The tombs at the Green Dome Garden were registered on the national heritage list in 1931. The tomb towers located in the garden include a southern dome, middle dome, and northern dome.

From among the valuable remembrances of the Persians architecture are the old caravansaries were built in past eras in a different communicative, economic, military, geographical and religious environment and then gradually over time developed and expanded.

Stone Caravansary:

Two kilometers from Mohammad Abad village stands a clay castle on the edge of Qom road. In the north of the village, two castles exist: one is famous stone castle and Islamic monument; and the other is called ‘Clay Castle’ and is made of mud. It is located north of Sefid Kouh (White Mountain) in the lower north region of Qom province. According to collected documents, this castle belongs to the Ashkani era and was reside in succeeded historical period.

The castle is 45 meters long and 29.5 meters wide with various heights, but not higher than 10 meters.

The castle may have served as a protective outpost monitoring travelers entering via Varamin and the fringe of Ray into Qom district. It would have been portrayed as the landmark entrance to the city.

Stone Caravansary located in Qom road, in the 35 kilometers from Qom city. It is a four-veranda caravansary, which lies in ruin and belongs to the Safavid period.
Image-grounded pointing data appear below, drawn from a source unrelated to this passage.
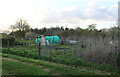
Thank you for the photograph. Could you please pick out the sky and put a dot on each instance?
(66, 13)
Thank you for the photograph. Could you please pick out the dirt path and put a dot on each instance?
(39, 66)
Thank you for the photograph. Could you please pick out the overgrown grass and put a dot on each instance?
(17, 68)
(62, 69)
(67, 59)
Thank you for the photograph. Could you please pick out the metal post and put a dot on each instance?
(8, 44)
(39, 49)
(50, 51)
(24, 47)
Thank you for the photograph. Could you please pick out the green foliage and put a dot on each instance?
(118, 61)
(17, 68)
(5, 41)
(58, 68)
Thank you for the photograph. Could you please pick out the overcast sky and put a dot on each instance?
(67, 13)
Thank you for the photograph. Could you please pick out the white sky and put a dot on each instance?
(67, 13)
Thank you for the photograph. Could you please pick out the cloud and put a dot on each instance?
(78, 15)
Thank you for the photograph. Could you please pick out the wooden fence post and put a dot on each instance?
(39, 49)
(8, 45)
(50, 52)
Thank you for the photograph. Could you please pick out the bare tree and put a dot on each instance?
(21, 25)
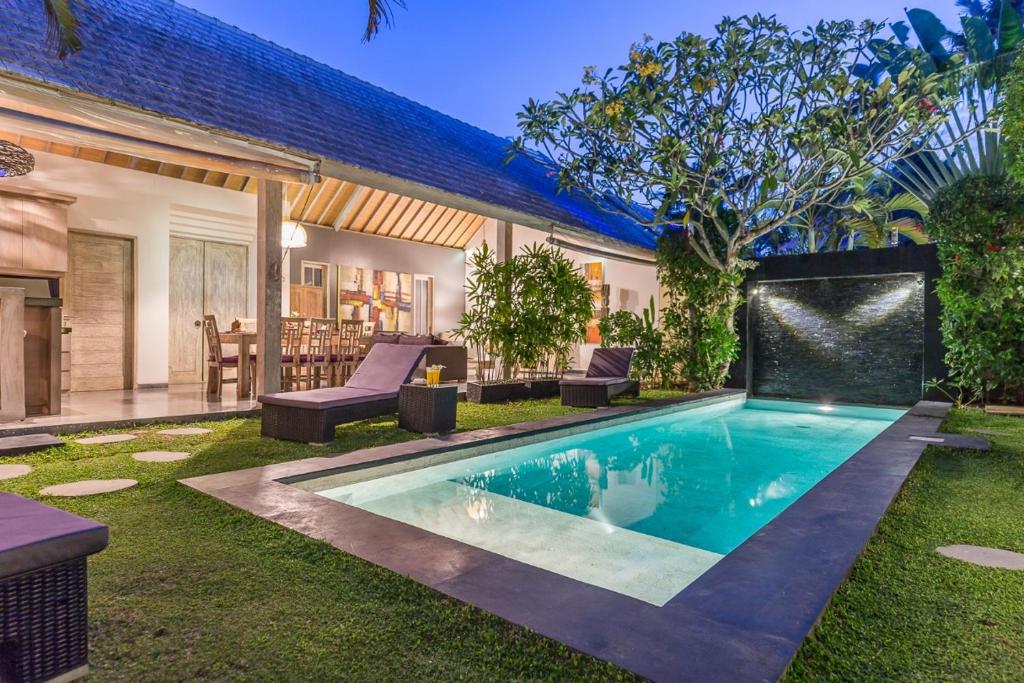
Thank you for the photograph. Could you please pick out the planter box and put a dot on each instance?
(498, 392)
(546, 388)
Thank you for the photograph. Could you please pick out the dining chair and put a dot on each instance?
(217, 361)
(320, 349)
(292, 336)
(349, 350)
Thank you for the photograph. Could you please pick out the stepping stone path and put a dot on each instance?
(88, 487)
(11, 471)
(184, 431)
(105, 438)
(161, 456)
(986, 557)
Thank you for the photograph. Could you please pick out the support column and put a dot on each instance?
(268, 257)
(504, 253)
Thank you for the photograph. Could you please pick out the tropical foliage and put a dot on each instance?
(698, 315)
(524, 314)
(1013, 119)
(651, 364)
(733, 135)
(65, 37)
(979, 226)
(975, 67)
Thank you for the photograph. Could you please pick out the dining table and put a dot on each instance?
(246, 341)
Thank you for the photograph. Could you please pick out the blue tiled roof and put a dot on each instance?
(160, 56)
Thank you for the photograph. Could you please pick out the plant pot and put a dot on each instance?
(545, 388)
(496, 392)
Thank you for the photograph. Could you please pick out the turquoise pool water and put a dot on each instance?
(642, 507)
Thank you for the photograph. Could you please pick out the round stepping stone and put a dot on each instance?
(184, 431)
(105, 438)
(986, 557)
(88, 487)
(161, 456)
(11, 471)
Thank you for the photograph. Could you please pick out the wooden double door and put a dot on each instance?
(207, 278)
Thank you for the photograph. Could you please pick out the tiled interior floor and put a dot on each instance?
(98, 409)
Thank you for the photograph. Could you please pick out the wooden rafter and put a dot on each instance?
(330, 203)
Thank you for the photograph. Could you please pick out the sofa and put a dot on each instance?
(439, 352)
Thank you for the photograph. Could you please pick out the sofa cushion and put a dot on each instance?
(416, 340)
(36, 536)
(323, 399)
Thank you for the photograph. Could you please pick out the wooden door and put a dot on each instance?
(98, 299)
(207, 278)
(184, 354)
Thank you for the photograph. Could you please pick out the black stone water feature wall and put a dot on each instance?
(839, 339)
(847, 327)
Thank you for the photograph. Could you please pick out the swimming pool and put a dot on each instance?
(641, 507)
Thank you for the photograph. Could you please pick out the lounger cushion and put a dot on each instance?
(610, 363)
(323, 399)
(36, 536)
(386, 368)
(594, 381)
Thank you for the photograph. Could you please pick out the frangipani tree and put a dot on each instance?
(732, 136)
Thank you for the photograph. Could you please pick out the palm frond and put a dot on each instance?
(381, 13)
(61, 28)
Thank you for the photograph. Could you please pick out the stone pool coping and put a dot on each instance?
(743, 620)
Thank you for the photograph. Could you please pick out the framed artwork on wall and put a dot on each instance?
(382, 298)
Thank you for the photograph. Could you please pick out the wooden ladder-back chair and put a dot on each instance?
(321, 349)
(349, 349)
(217, 361)
(292, 336)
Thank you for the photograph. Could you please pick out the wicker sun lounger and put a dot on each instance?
(371, 391)
(607, 377)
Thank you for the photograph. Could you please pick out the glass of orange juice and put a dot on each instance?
(434, 375)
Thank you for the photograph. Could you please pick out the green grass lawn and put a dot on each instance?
(190, 588)
(907, 613)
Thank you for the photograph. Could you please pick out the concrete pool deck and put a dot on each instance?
(743, 620)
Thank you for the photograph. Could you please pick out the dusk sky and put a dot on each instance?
(480, 61)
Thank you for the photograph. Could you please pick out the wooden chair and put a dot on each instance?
(217, 361)
(292, 335)
(349, 349)
(320, 349)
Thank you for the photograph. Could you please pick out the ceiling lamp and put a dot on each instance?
(293, 236)
(14, 160)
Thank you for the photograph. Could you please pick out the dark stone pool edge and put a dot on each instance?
(742, 621)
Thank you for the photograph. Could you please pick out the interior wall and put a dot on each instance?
(632, 285)
(147, 208)
(448, 266)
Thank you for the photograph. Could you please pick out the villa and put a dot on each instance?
(303, 380)
(160, 167)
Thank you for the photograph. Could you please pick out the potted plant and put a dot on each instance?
(487, 326)
(555, 304)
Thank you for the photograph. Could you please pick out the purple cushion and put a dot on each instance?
(610, 363)
(387, 367)
(326, 398)
(416, 340)
(36, 536)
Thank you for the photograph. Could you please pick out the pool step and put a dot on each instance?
(642, 566)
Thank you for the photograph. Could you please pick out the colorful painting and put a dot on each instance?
(594, 272)
(382, 298)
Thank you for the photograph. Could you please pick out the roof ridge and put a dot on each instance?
(324, 65)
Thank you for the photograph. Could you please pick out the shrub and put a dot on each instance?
(979, 225)
(624, 328)
(699, 316)
(525, 313)
(1013, 117)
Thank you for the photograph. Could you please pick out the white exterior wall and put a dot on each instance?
(632, 285)
(151, 208)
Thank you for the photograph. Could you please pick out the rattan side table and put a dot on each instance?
(429, 410)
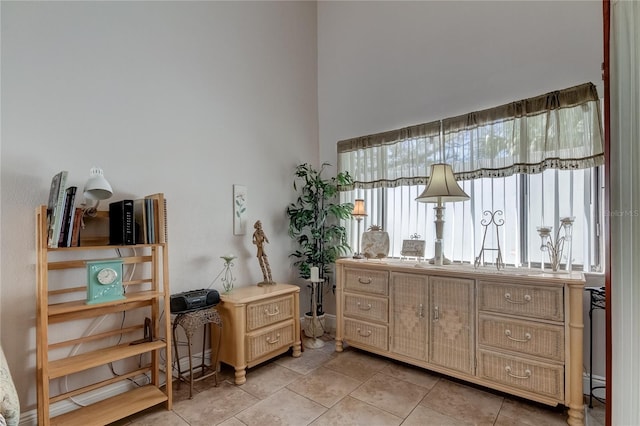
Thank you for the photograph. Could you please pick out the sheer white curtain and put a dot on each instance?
(511, 158)
(625, 211)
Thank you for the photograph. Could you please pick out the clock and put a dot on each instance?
(104, 281)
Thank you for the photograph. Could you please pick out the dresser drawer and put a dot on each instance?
(526, 337)
(367, 281)
(269, 312)
(269, 340)
(540, 378)
(366, 307)
(366, 333)
(520, 299)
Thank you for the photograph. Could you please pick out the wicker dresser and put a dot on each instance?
(258, 324)
(516, 331)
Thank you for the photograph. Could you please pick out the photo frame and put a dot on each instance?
(412, 248)
(239, 210)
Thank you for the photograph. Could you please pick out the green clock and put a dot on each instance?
(104, 281)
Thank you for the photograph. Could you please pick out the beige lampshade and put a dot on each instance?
(442, 186)
(358, 209)
(97, 187)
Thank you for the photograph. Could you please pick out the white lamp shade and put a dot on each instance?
(97, 187)
(358, 209)
(442, 186)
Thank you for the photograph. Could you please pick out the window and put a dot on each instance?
(535, 160)
(526, 201)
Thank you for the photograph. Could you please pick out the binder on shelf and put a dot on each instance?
(140, 218)
(55, 207)
(159, 206)
(121, 223)
(67, 216)
(75, 228)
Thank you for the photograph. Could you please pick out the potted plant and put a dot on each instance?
(314, 222)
The construction material used is mainly stone and has four semi-circle shaped towers on the western and eastern sides.

Qom owes most of its global recognition to the holy shrine of Hazrat Masoumeh (PBUH), which glitters like a diamond setting in the middle of the city and every year attracts a large number of pilgrim visitors.

It is the smallest province of Iran, but is conveniently situated on the main interstate highway linking several major cities.